Peking unter Quarantäne

Chinas Behörden bekommen die Lungenkrankheit SARS nicht in den Griff. Hospitäler und Knäste abgeriegelt. 2.422 Menschen erkrankt und 110 verstorben. In Peking erste Anzeichen von Panik

PEKING afp/taz ■ Mit drakonischen Maßnahmen versucht China seit gestern die weitere Ausbreitung der Lungenkrankheit SARS einzudämmen. Die Bevölkerung in Peking zeigt erste Zeichen von Panik. In der Hauptstadt wurden gestern sämtliche Gefängnisse sowie ein großes Krankenhaus abgeriegelt. Gefängniswärter durften die Haftanstalten nicht mehr verlassen und keinen Kontakt zu Angehörigen haben. Das Volkskrankenhaus der Peking-Universität mit über 100 SARS-Patienten wurde abgeschottet. Während Mitarbeiter berichteten, Personal und Patienten dürften das Krankenhaus nicht verlassen, sprachen die Behörden von Desinfektion und Patientenverlegungen.

Für Verdachtsfälle auf Erkrankung mit dem Schweren Akuten Respiratorischen Syndrom wurde landesweit sofortige Quarantäne angeordnet. Davon seien auch Haustiere und sämtliche Einrichtungen betroffen, in denen das SARS-Virus aufgetreten sei: Schulen, Fabriken, Restaurants und ganze Dörfer.

Chinas Behörden meldeten gestern weitere vier SARS-Tote in Peking und landesweit 125 neue Krankheitsfälle. Bisher starben in China 110 Menschen an SARS, 2.422 erkrankten. Auch Hongkong meldete 4 weitere Tote, deren Zahl auf 109 stieg, und 30 neue Erkrankungen. Die Gesamtzahl der Infektionen beträgt jetzt in der chinesischen Sonderzone 774. Nach Behördenangaben sind 567 Patienten bereits von SARS genesen. Der Hongkonger Medizinprofessor Sydney Chung Sheung Chee bezweifelte die offizielle SARS-Todesrate, die gestern von 5 auf 7,2 Prozent erhöht wurde. Er erklärte, er rechne mit einer Todesrate von mindestens 10 Prozent.

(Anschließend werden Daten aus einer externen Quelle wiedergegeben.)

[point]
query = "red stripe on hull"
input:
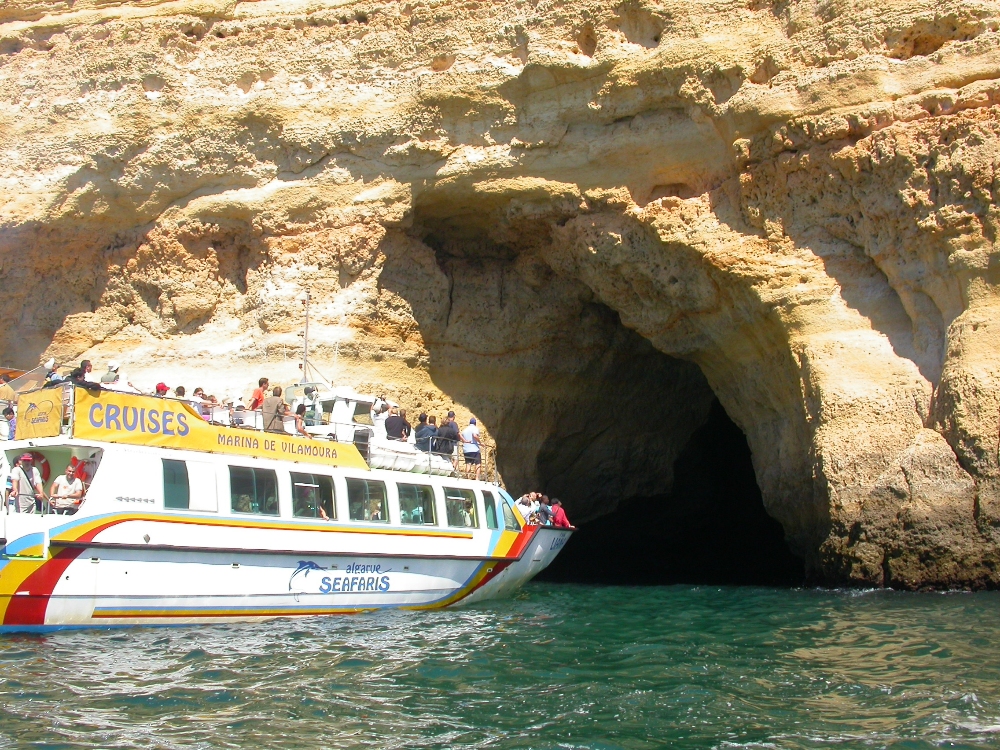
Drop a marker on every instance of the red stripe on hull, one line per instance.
(28, 604)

Die drastischen Maßnahmen und die steigenden Opfer- und Infektionszahlen lassen Pekings Bevölkerung immer nervöser werden. Am Flughafen und auf den Bahnhöfen bildeten sich lange Schlangen mit Menschen, die die Stadt schnell verlassen wollten. Gerüchte liefen um, Peking solle abgeriegelt werden.

Im Internet kursiert eine von chinesischen Intellektuellen lancierte Unterschriftenliste, in der die Regierung aufgefordert wurde, die vor einer Woche im Hinblick auf SARS gegebenen Versprechen der Offenlegung aller Daten und der freien Versorgung der Patienten einzuhalten. „Für unser Volk, unsere Rasse, den Frieden und die Sicherheit der Welt fühlen wir eine historische Verantwortung und machen deshalb diese Vorschläge“, heißt es darin.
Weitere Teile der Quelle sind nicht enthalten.